Nevertheless, the Dominican nuns did their best. They were wonderful women. They wore the same garments they had worn in the 18th century. A starched head dress with flaring wings each side of their faces, a veil attached which flowed down past their shoulders, a full length habit with sleeves loose enough at the wrists to put their hands into, and a huge set of rosary beads attached to a broad leather belt at their waists. They were immaculate and smelt always of soap. The classrooms were always polished and clean with flowers in vases (you could always get a smile and genuine pleasure by taking a bunch of flowers to the teacher, at the risk of the other kids nudging each other and hissing at you) and all children at the convent changed from street shoes into slippers for wear in the classrooms. This was quite a good idea - it made the place quieter.

My first teacher when I was six was a fat old nun named Sister Hoffbar. I thought she was about a hundred, but she was probably just on the right side of sixty. She had the five and six year olds (the primers) and taught the alphabet and printing. We had to come out literate but not much else as the real hard grind would begin at seven years of age. Anyway, there was an enormous amount of religion to be got through in the form of stories, praying (prayers to be learned) and attendance at the basilica which we could all see out the window - the House of God! In the middle of the classroom was a huge potbellied oven with a square fire guard around it and every morning when we arrived this was red hot. This was the only classroom to be so equipped, but primers were considered just out of babyhood and were a privileged little lot. We put on our slippers and warmed ourselves as we wished. Sister Hoffbar was rather like a black and white version of Mrs Santa and the children were cuddled and smiled at quite a lot. Every one of us was made to feel we were her special little child, no mean feat when there must have been thirty of us. There was never a raised voice, never impatience, never anger from her. The end result was that we were all, without exception, happier to be at school than to be at home and this delight lasted most of us until puberty.

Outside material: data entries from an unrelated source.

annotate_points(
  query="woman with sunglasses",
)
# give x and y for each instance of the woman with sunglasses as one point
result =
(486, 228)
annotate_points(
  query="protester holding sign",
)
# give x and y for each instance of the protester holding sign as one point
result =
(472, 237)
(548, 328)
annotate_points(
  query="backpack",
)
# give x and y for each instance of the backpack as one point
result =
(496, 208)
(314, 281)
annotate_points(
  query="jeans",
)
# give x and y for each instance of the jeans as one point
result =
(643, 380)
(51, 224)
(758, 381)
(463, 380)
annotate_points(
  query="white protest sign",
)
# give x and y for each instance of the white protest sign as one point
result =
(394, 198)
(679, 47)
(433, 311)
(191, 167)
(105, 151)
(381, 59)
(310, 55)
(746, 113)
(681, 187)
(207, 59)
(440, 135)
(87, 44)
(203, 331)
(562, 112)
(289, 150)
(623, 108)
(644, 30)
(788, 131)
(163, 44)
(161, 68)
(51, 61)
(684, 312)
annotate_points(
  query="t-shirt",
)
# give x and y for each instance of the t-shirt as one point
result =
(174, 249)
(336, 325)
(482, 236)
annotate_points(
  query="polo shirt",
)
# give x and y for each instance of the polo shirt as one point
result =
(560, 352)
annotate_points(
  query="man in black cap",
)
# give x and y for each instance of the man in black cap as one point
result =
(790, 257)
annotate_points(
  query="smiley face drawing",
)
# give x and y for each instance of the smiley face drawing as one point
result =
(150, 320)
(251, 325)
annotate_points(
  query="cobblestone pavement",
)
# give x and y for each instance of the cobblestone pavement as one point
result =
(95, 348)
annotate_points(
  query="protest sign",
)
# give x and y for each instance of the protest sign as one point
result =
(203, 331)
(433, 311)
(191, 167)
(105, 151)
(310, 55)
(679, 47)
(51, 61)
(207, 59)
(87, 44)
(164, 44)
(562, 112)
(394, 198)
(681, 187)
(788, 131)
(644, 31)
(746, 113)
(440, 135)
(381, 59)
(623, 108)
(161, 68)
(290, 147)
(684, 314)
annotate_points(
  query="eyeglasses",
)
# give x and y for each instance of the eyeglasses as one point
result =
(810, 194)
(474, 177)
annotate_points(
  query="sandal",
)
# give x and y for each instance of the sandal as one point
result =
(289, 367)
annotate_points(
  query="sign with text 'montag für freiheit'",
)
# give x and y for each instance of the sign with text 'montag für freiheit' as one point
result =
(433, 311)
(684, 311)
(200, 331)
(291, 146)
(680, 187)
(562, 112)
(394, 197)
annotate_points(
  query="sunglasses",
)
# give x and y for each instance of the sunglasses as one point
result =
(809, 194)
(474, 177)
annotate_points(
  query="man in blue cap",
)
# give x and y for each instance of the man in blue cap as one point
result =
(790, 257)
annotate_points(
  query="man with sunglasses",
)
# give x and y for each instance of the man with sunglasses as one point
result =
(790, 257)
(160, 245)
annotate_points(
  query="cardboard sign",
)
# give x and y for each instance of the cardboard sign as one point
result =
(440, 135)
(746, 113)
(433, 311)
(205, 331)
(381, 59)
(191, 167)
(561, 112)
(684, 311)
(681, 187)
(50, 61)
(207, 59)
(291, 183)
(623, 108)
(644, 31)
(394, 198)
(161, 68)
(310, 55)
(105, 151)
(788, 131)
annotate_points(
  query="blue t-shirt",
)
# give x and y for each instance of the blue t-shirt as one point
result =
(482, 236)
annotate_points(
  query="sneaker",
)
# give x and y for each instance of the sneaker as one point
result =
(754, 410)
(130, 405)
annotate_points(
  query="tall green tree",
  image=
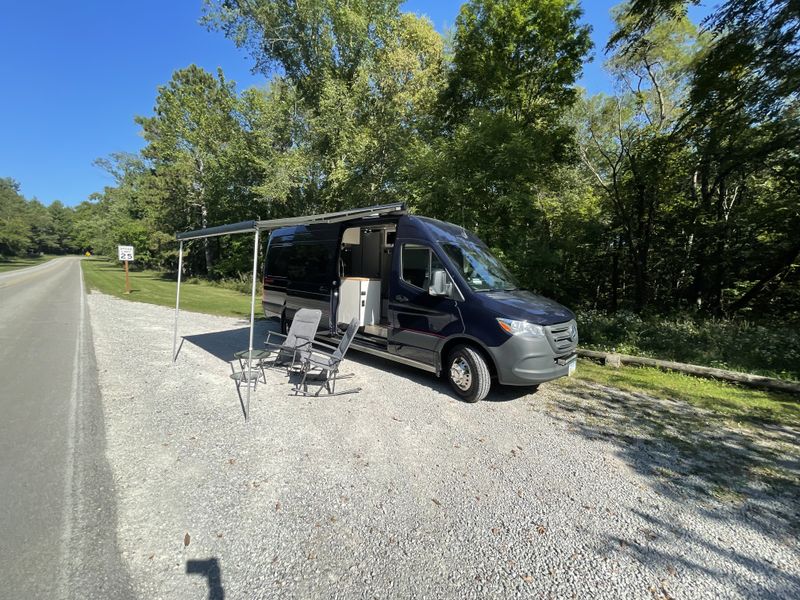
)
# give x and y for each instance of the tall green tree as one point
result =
(504, 133)
(194, 126)
(15, 229)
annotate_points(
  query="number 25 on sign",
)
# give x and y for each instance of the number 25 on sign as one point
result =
(125, 254)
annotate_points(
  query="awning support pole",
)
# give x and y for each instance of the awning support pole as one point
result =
(252, 321)
(177, 303)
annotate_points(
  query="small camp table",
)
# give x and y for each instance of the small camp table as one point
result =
(259, 358)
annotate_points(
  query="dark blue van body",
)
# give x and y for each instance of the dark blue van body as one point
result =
(447, 304)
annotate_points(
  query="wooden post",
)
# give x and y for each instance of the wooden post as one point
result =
(127, 280)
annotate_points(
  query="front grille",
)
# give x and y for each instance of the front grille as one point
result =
(563, 337)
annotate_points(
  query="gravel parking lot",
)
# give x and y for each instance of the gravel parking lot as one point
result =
(400, 490)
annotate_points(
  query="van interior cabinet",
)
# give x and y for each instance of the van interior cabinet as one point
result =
(360, 297)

But, ah well, we must all grow older and at seven years of age we moved into a more academic environment. The boys disappeared thank goodness. They were inclined to be loose cannons on the deck. Colin Klein wet his pants one day and disgusted and horrified all the little girls. Simon and Richmond Low were Chinese brothers. Simon was the older but a bit slow, and he had been kept back a year. They sat together. Simon always had the runny nose, (two great, thick candles which stopped at his upper lip and which he never seemed to notice, not even to sniff them back in) and Richmond always had the handkerchief. John Horan showing off got stuck in the lift up seat of the double desk and Sister Hoffbar had to call in Old Frank to unscrew the seat. Old Frank was the handyman around the school, a somewhat daft old pensioner but still capable of doing little jobs, including lighting the big fat stove in the primers room every morning at about seven a.m. I can still see him in my mind's eye, as I saw him when I was six and seven, and I remember how I dismissed him completely as being anything other than - well - something like a slave. What little autocrats small children can be. Old Frank moved like a ghost around and through the school doing the menial tasks until he disappears from my memory when I was about ten.

Now the nuns did something which most pupils in schools will not see. I have heard of 'Renaissance Men', but every one of my teachers was a'Renaissance Woman'. They were educated (some of them had two degrees and a vocational qualification), spoke Latin as a matter of course, possibly French, knew about diet, art, literature, current affairs, music, and handcrafts - most of them embroidered, gardened, or sang.